How is it possible? Attention span? The need for instant gratification provided by 40-second TikTok videos? Whatever the root cause(s), true readers are apt to share Gaitskill’s dismay.

A writer’s meditation on Updike’s meditation on the Resurrection

Chris Simmons penned a short “Meditation” for the Hickory Daily Record that considers Updike’s thoughts about the Resurrection:

Risen Christ. 1510. Andrea Previtali.
Rhode Island School of Design Museum

“At 28, the novelist John Updike cut to the bottom line of the Resurrection. Updike would fear death throughout his life.

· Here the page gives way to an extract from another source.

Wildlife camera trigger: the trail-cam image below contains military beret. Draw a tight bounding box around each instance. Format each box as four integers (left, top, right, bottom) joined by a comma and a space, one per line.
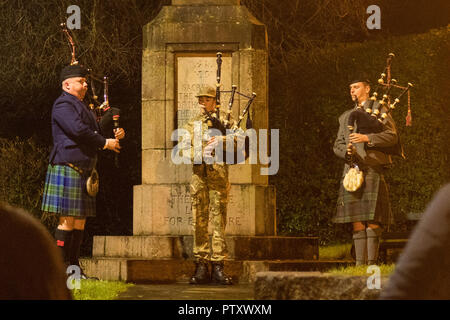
60, 64, 88, 82
195, 86, 216, 98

His sober awareness of it surely led him to write ‘Make no mistake, if he rose at all, it was as his body; If the cells’ dissolution did not reverse, the molecules reknit, the amino acids rekindle, the Church will fall.’

“Updike realized that the Resurrection’s scandal, that a human could rise from the dead, must be true or the faith should be abandoned. He would have none of making it metaphor or redefining it to become less of a stumbling block. He seems to have believed that he could only be saved from eternal death by a Savior who had defeated it himself. At 76, as he approached its threshold, Updike asked his wife, “Are you ready for the leap?”

“It’s easy for the reality of the scandal to lose its punch in our gospel-saturated, yet post-Christian culture, especially in western North Carolina where many of us watched Billy Graham relentlessly invoke the Crucifixion during crusades from just about everywhere. We should sternly resist our own casualness with it in an age when many wrongly treat it as folklore. The Crucifixion was exactly the opposite. The Romans opposed Christianity so strongly partly because early Christians, much like Updike, were so focused on reality itself.”